Consider the problem of minimizing $f(x)+g(x)$ over $\mathbb{R}^n$, both are smooth, and the following first order method: $$ x_{k+1}= \operatorname{argmin}_x\left \{ \nabla f(x_k)^T(x-x_k) + \frac{1}{\alpha^{p-1} p} \|x-(x_k - \alpha \nabla g(x_k))\|_p^p \right \} $$
Is it a special case of some known method?
What about the stochastic setting, when $f(x) = \frac{1}{m} \sum_{i=1}^m f_i(x)$, replacing $\nabla f$ by $\nabla f_i$, where $i$ is chosen at random?
Note that it is easy to see that for $p=2$, we obtain exactly the (stochastic) gradient method with step-size $\alpha$.

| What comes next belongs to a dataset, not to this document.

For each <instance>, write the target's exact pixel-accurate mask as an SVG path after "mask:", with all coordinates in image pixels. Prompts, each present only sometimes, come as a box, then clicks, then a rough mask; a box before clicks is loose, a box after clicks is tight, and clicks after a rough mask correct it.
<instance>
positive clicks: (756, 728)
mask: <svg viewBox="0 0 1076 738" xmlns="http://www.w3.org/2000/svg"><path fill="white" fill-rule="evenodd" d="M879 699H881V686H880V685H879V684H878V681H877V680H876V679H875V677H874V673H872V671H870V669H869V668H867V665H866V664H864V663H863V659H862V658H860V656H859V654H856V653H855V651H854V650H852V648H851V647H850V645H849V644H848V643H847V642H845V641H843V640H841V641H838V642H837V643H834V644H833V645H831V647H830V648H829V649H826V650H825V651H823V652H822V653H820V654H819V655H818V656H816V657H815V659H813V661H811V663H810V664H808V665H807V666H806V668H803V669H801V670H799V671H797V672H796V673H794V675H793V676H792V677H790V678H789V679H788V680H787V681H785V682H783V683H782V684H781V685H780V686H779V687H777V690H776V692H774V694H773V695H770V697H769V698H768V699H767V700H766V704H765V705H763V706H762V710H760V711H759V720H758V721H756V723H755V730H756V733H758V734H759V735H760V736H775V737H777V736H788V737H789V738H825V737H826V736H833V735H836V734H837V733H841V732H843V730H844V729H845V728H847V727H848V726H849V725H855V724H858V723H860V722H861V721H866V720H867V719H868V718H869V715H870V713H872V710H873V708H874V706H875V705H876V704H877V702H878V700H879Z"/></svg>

The method was coded by mistake, instead of a more natural method which we aimed to test, $$ x_{k+1}= \operatorname{argmin}_x \left\{ [\nabla f(x_k) + \nabla g(x_k)]^T(x-x_k) + \frac{1}{\alpha^{p-1} p} \|x-x_k\|_p^p \right \} $$ with $p=3$. The stochastic version of the 'mistake' turned out to perform much better than the stochastic version of the more natural method above.